Last week, an Assistant Professor from the International Area Studies Department, Waleed Mahdi, came to speak to the Global Engagement Class about how Arab Americans are portrayed in film around the world; however, the professor specializes in Arab-American representation in Egyptian cinema. Mahdi spoke with great passion about this topic. He discussed with us how he has a personal connection to the subject because of his identity. When it comes to minority representation, each minority group in some shape or form is presented in a way that creates an overall narrative for the entire group.
When it comes to Arab-American representation, Mahdi pointed out that this group of people is portrayed in a negative light in cinema. Too often are Arab-American characters associated with islamophobia. They are usually seen as a national security threat to America and associated with some sort of foreign policy concern. I have seen for myself Arab-American characters in media being portrayed as terrorists or fearful people. Film is a powerful platform that has the ability to shape one’s views and understanding of life, so if a negative depiction of Arab-American characters is constantly portrayed, then this portrayal will morph itself into reality and become part of how society sees Arab-Americans as a whole.
Professor Mahdi offered a great example to back up his claim. He showed the class a small clip from the Disney movie, Aladin. In the clip, we clearly see the supposedly scary Arab guards wielding sharp swords around with a menacing look in their eyes, all the while wearing what seems to be traditional Arab clothing. This film was obviously meant for children. Still, Disney has unknowingly perpetuated a stereotype about Arabs, in which children who watch Aladin will soak up and associate this information to an Arab or Arab-American person in the real world.

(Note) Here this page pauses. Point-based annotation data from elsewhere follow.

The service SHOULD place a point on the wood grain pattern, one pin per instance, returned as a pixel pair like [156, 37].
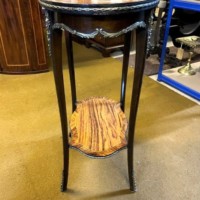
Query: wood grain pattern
[22, 39]
[98, 127]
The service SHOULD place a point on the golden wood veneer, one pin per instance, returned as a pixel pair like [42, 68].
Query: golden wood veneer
[98, 127]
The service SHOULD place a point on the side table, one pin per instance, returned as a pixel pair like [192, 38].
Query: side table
[98, 125]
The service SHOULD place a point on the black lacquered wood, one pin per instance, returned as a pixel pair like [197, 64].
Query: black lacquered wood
[127, 45]
[69, 47]
[141, 35]
[88, 22]
[59, 82]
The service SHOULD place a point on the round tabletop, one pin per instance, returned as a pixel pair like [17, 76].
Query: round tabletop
[98, 7]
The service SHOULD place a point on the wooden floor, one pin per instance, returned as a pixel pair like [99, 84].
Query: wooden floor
[166, 146]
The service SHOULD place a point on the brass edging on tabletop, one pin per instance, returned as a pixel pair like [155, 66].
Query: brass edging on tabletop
[99, 9]
[99, 31]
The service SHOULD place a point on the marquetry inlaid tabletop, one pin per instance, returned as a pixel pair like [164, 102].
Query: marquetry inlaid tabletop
[98, 127]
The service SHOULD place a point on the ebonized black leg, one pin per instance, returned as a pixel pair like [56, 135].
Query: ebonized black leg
[127, 45]
[58, 76]
[69, 48]
[141, 36]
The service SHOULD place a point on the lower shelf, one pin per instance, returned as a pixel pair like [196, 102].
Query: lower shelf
[98, 127]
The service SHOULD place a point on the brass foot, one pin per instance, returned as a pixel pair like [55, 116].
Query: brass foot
[187, 69]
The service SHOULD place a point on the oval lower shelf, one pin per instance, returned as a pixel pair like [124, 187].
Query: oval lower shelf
[98, 127]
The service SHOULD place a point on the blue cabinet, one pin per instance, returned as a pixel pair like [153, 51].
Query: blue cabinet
[184, 87]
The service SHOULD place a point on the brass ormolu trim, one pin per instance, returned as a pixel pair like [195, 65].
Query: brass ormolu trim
[99, 31]
[99, 9]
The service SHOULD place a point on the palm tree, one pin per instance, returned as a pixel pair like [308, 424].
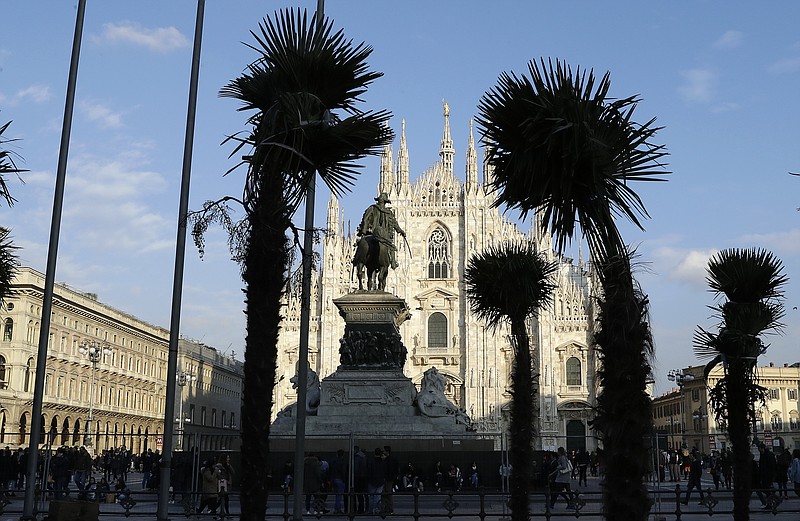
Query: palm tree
[752, 281]
[514, 282]
[559, 145]
[9, 262]
[304, 75]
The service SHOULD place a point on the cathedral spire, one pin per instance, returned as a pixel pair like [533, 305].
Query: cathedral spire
[447, 151]
[402, 159]
[387, 181]
[472, 161]
[333, 214]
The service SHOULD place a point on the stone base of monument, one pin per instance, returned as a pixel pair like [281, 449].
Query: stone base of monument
[369, 394]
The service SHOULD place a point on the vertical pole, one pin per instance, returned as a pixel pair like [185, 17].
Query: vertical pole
[305, 320]
[50, 275]
[91, 407]
[177, 281]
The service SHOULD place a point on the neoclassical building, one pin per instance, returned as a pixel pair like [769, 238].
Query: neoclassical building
[683, 417]
[125, 389]
[448, 218]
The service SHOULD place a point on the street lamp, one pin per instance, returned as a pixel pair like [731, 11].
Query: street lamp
[183, 378]
[680, 378]
[94, 351]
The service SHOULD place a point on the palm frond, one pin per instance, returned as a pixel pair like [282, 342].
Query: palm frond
[7, 166]
[9, 262]
[559, 144]
[511, 281]
[746, 275]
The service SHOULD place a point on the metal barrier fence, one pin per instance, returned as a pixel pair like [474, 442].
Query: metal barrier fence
[481, 503]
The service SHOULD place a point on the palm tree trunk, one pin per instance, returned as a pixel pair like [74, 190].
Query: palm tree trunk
[739, 435]
[521, 429]
[264, 276]
[624, 410]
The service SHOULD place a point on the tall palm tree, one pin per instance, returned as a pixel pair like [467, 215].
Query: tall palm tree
[560, 145]
[752, 281]
[9, 262]
[7, 166]
[514, 282]
[304, 76]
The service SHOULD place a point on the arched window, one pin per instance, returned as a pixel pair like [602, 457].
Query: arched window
[8, 330]
[3, 382]
[438, 255]
[573, 371]
[437, 331]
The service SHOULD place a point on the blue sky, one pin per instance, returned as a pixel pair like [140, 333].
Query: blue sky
[722, 77]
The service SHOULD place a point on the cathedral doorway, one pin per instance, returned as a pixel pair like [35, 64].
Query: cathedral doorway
[576, 436]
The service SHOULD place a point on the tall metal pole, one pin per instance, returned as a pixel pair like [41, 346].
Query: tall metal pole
[50, 274]
[177, 281]
[305, 322]
[91, 406]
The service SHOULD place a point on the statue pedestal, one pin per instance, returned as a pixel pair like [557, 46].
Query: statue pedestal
[369, 393]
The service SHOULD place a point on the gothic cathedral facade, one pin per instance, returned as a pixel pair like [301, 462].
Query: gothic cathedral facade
[447, 220]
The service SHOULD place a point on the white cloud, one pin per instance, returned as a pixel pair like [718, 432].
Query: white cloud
[101, 114]
[683, 265]
[728, 106]
[787, 242]
[161, 39]
[692, 268]
[729, 40]
[787, 65]
[35, 93]
[113, 206]
[698, 85]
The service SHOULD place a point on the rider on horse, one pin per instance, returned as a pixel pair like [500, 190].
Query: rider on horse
[381, 223]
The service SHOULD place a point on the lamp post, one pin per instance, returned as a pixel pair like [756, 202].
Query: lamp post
[94, 351]
[680, 378]
[183, 378]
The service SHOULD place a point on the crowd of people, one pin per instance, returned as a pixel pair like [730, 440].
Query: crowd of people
[72, 472]
[376, 476]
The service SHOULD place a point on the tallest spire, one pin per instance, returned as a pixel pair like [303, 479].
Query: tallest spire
[447, 151]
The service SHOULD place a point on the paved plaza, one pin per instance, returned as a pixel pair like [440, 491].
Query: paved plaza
[465, 505]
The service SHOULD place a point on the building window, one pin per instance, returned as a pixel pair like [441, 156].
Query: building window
[437, 331]
[8, 330]
[573, 371]
[438, 255]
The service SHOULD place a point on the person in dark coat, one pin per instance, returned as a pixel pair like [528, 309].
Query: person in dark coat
[360, 479]
[376, 479]
[695, 476]
[392, 471]
[312, 482]
[767, 466]
[339, 472]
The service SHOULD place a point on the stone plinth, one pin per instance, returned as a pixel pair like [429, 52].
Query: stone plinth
[369, 393]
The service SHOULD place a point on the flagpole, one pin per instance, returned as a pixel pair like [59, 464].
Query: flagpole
[305, 321]
[177, 281]
[50, 272]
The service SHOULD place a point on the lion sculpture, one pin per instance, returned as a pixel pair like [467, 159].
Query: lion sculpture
[432, 402]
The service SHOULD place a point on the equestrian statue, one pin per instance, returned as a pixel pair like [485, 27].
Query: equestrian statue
[375, 249]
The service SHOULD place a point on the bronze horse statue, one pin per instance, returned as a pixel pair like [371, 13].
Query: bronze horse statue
[373, 256]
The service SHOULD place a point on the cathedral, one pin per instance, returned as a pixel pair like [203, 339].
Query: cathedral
[448, 219]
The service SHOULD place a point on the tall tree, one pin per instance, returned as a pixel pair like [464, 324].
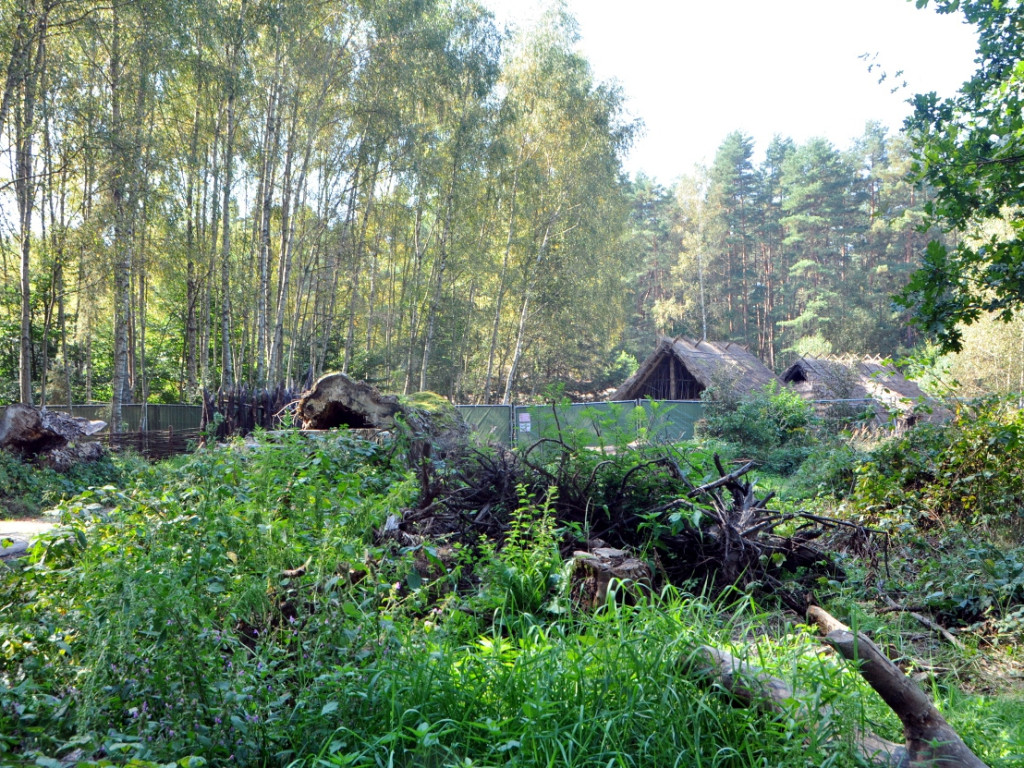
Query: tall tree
[970, 147]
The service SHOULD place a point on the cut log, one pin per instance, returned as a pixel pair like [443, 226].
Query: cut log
[49, 437]
[756, 688]
[338, 400]
[594, 570]
[931, 741]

Whether we realize or night, film feeds into a single narrative, which in turn helps facilitate clashes between cultures. When we box a group of people into a particular identity, we created exclusion, alienation, and ignorance around us. The professor ended his talk by stating that representation has become better, but there is still work that needs to be done. This work must come from not only the film industry but from the public demand as well to seek change.